AWS re:Invent 2025 - Level up your AWS Network Firewall rules for maximum protection (SEC231)

AWS re:Invent 2025 - Level up your AWS Network Firewall rules for maximum protection (SEC231)

Overview of AWS Network Firewall

• AWS Network Firewall is a fully managed firewall service that allows customers to easily deploy essential network protections on their VPC workloads.
• Key capabilities include:
  • Fully managed service, no need to deploy or maintain firewall infrastructure
  • High reliability and scalability, up to 100 Gbps per Availability Zone
  • Stateful inspection engine to write rules based on IP, applications, domains, and custom TCP headers
  • Integration with Firewall Manager for consistent security across VPCs and accounts

Common Use Cases for AWS Network Firewall

1. Ingress Filtering: Prevent intrusion using stateful inspection, protocol detection, and IDS/IPS capabilities.
2. Egress Filtering: Monitor outbound connections to internet and block access to unauthorized destinations, especially for regulated workloads.
3. VPC-to-VPC Security: Create logical boundaries and prevent lateral movement of traffic between VPC workloads, common in regulated industries.

Enhancements to Threat Intelligence

Active Threat Defense

• Managed rules from AWS based on threat intelligence from the Amazon Madrpot infrastructure, a global fleet of digital decoys.
• Rules are automatically updated every 10 minutes to protect against active threats, and removed when threats are no longer active.
• Integrated with Amazon GuardDuty for centralized visibility into emerging threats.

AWS Partner Managed Rules

• New capability to leverage threat intelligence from AWS Marketplace partners directly within AWS Network Firewall.
• Partners include Checkpoint, Fortinet, Infoblox, Lumen, Rapid7, Trend Micro, and ThreatStop.
• Partner-managed rules are constantly updated to provide proactive protection against the latest vulnerabilities, malware, and emerging threats.
• Customers can easily subscribe to partner rule groups and add them to their Network Firewall policy directly from the console.

Partner Threat Intelligence Details

• Checkpoint: Curated rules to protect against common vulnerabilities and OWASP Top 10 threats.
• Fortinet: AI-driven IPS rules to detect and block malware and command-and-control threats, also provides PCI-DSS compliance.
• Infoblox: Predictive DNS threat intelligence to block high-risk domains and newly registered domains.
• Lumen: Threat intelligence from the Black Lotus Labs global network to detect and neutralize dangerous emerging attacks.
• Rapid7: Protections against both state-sponsored advanced persistent threats and financially-motivated ransomware/cybercrime.
• Trend Micro: Cloud IPS solution with rules to guard against malware, active CVEs, and other emerging threats.
• ThreatStop: Curated rules to enforce OFAC and ITAR sanctions compliance.

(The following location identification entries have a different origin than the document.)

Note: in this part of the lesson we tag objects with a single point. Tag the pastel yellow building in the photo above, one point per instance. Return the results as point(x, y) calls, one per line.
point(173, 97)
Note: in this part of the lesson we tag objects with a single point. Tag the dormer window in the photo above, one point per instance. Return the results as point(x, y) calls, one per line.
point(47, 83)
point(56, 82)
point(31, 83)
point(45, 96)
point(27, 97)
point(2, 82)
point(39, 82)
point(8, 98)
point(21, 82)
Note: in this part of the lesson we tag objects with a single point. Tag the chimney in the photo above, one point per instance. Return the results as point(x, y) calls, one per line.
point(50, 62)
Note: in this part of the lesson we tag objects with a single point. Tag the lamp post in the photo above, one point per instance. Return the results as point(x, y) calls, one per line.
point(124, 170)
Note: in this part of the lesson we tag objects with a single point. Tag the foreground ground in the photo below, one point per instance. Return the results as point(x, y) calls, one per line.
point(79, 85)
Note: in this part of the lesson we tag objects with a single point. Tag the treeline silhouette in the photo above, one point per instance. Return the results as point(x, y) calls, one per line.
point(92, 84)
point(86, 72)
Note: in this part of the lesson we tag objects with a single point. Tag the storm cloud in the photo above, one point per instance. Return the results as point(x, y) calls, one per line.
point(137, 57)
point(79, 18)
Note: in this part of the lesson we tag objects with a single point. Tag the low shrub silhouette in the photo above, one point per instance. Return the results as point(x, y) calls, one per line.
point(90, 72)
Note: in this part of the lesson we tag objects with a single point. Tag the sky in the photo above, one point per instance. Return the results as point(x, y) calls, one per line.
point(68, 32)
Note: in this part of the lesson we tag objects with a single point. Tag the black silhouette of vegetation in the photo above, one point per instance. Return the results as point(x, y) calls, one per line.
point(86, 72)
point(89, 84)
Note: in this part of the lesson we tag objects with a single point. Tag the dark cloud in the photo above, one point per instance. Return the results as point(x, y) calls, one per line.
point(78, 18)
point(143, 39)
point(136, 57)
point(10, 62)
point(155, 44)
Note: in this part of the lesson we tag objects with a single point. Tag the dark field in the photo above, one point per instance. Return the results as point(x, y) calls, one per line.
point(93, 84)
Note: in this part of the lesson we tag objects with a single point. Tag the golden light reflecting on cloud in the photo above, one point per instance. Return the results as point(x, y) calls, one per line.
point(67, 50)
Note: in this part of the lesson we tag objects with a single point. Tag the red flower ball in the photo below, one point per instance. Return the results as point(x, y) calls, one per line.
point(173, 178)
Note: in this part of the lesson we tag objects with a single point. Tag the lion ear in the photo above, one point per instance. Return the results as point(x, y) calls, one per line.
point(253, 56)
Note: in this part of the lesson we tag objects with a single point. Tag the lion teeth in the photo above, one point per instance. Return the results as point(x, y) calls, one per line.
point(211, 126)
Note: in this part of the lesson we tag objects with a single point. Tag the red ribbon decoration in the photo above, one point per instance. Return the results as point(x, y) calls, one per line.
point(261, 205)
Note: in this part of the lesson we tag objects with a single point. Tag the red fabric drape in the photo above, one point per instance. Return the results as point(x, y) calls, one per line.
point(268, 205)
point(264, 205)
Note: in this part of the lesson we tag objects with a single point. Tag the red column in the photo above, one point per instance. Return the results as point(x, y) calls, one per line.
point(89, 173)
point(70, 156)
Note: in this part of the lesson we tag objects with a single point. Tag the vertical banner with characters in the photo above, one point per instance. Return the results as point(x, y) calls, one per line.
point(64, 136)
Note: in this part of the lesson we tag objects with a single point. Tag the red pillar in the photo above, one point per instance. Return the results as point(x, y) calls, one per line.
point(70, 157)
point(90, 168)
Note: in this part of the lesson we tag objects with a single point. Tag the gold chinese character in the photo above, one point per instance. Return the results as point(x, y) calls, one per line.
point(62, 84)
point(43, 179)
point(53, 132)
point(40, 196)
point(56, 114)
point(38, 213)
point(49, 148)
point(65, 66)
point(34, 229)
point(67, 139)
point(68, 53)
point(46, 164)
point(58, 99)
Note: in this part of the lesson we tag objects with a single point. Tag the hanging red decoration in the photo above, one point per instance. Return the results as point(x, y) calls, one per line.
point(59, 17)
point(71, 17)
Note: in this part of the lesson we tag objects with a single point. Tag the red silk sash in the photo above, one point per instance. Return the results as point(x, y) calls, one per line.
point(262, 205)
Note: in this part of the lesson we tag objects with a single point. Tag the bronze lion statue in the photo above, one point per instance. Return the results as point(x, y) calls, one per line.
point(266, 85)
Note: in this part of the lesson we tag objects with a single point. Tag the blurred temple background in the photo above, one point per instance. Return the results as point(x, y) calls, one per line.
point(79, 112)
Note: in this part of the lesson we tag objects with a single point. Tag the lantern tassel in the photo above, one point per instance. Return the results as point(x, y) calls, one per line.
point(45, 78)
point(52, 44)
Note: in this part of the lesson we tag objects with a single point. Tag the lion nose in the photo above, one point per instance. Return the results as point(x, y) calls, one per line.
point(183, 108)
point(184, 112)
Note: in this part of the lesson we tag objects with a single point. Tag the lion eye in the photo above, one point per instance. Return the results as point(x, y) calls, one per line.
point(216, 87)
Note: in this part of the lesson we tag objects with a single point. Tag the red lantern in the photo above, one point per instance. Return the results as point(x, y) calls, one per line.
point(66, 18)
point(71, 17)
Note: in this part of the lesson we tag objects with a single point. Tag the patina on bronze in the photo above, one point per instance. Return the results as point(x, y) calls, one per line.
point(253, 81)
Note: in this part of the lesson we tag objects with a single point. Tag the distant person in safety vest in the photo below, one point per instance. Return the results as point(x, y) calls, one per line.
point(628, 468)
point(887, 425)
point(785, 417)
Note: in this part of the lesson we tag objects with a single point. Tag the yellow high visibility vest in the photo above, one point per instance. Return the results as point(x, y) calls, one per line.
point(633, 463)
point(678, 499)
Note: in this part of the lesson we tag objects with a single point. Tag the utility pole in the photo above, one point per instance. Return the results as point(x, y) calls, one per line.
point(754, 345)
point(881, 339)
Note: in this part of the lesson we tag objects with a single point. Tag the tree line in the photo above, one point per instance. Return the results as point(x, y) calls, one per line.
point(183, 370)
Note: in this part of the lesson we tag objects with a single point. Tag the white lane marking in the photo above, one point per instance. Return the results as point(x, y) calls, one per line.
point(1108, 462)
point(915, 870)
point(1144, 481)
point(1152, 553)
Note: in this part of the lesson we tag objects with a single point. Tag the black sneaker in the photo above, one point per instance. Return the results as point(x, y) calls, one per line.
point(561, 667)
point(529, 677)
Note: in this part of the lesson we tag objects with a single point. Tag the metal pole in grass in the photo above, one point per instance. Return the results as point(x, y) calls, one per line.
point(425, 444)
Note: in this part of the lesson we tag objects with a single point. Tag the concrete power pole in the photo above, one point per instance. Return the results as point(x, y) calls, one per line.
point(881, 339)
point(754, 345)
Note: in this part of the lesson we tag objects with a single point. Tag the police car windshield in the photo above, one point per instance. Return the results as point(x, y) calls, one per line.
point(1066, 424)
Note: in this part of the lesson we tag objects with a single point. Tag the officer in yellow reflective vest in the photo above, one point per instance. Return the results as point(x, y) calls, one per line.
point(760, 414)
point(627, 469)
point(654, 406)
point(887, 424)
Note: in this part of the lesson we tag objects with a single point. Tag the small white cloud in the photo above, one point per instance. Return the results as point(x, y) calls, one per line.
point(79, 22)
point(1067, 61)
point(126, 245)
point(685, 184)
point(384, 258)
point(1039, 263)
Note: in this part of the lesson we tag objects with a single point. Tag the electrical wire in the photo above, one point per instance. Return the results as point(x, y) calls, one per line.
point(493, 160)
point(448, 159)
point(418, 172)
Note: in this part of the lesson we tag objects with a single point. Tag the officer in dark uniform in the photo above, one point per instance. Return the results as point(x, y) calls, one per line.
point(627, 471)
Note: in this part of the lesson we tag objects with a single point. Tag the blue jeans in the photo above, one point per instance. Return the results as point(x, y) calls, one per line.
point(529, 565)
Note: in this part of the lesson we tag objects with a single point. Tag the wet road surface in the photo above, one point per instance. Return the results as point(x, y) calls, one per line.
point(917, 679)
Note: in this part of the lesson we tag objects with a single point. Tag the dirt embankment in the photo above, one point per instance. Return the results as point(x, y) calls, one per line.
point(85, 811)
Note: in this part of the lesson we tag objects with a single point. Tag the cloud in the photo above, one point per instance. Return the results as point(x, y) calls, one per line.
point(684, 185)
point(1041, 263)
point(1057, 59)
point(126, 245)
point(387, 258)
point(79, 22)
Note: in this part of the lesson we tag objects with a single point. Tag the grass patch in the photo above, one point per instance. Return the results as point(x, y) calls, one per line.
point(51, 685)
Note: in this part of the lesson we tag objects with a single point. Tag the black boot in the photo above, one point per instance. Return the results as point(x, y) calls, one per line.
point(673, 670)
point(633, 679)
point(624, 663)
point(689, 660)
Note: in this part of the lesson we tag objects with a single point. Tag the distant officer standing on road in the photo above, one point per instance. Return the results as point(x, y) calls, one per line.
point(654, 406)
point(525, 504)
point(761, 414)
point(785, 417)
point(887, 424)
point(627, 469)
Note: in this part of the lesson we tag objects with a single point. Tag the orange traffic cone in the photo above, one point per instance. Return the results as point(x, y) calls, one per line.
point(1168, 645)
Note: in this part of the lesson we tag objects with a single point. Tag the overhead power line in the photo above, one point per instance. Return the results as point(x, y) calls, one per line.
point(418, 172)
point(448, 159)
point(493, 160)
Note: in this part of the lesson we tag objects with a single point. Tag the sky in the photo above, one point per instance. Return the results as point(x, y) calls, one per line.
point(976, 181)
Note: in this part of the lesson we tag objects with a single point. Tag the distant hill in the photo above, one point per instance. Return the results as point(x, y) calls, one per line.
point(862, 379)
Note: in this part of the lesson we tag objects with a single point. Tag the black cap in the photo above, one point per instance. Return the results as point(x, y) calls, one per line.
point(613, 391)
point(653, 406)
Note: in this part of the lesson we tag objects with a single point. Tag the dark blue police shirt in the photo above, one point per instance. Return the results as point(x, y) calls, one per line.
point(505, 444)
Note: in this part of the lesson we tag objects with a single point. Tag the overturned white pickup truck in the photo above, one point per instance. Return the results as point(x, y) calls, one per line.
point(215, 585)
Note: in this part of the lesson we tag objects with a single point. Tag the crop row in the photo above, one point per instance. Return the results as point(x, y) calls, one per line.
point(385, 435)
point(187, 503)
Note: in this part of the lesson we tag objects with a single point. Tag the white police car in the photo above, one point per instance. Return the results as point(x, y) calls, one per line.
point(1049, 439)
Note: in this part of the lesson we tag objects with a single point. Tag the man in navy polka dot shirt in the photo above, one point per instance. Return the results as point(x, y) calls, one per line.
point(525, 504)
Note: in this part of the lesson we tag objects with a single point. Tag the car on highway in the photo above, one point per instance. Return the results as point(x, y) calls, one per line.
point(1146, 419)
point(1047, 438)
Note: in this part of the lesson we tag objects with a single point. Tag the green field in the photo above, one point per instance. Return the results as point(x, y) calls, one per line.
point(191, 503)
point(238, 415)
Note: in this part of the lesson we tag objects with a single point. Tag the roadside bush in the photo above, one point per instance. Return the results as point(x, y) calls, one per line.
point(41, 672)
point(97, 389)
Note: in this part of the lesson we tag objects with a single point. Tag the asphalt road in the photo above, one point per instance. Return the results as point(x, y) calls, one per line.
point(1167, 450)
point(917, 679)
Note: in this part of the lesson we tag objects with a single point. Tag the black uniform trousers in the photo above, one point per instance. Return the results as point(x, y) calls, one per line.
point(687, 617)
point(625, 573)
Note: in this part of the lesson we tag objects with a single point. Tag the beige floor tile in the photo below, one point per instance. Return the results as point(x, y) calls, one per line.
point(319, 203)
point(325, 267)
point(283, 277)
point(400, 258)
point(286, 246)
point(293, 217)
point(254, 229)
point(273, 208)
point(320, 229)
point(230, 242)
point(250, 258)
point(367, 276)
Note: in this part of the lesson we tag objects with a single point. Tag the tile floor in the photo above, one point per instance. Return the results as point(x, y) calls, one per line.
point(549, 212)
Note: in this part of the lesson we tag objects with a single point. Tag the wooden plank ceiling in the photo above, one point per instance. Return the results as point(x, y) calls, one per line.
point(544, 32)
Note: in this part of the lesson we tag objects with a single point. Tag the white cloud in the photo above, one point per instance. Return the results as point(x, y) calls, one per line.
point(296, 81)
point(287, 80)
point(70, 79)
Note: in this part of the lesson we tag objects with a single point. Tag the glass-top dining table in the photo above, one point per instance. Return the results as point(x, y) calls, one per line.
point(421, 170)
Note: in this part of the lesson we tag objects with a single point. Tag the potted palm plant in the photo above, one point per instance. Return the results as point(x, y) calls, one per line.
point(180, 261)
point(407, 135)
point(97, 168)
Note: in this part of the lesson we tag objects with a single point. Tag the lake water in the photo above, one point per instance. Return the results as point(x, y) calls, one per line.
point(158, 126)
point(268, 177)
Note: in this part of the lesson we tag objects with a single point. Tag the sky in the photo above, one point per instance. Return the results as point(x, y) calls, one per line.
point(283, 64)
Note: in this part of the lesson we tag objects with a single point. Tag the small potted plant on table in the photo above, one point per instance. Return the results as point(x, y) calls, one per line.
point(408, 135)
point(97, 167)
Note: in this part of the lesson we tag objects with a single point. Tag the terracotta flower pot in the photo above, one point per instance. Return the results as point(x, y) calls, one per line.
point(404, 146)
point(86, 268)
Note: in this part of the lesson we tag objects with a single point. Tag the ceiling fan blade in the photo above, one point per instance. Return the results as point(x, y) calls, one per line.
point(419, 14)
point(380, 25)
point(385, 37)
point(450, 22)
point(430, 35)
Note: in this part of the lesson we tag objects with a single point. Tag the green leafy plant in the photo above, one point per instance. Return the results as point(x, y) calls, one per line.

Recommended Network Firewall Policy Approach

1. Start with a deny-list approach, leveraging AWS-managed and partner-managed threat intelligence rules.
2. Complement the deny-list with GEO-IP filtering to block traffic from high-risk countries.
3. Utilize stateful inspection and threat signature rules for additional protection.
4. Gradually transition to a more restrictive allow-list approach, whitelisting only trusted high-level domains and destinations.

Key Takeaways

• AWS Network Firewall provides a fully managed, highly scalable, and reliable firewall service to secure VPC workloads.
• New enhancements to threat intelligence, including Active Threat Defense and Partner Managed Rules, offer proactive protection against the latest vulnerabilities and attacks.
• Customers can easily leverage curated threat intelligence from leading security vendors like Checkpoint, Fortinet, and Trend Micro directly within Network Firewall.
• A combination of deny-list and allow-list approaches, along with advanced filtering capabilities, can help customers maintain a robust and adaptive security posture.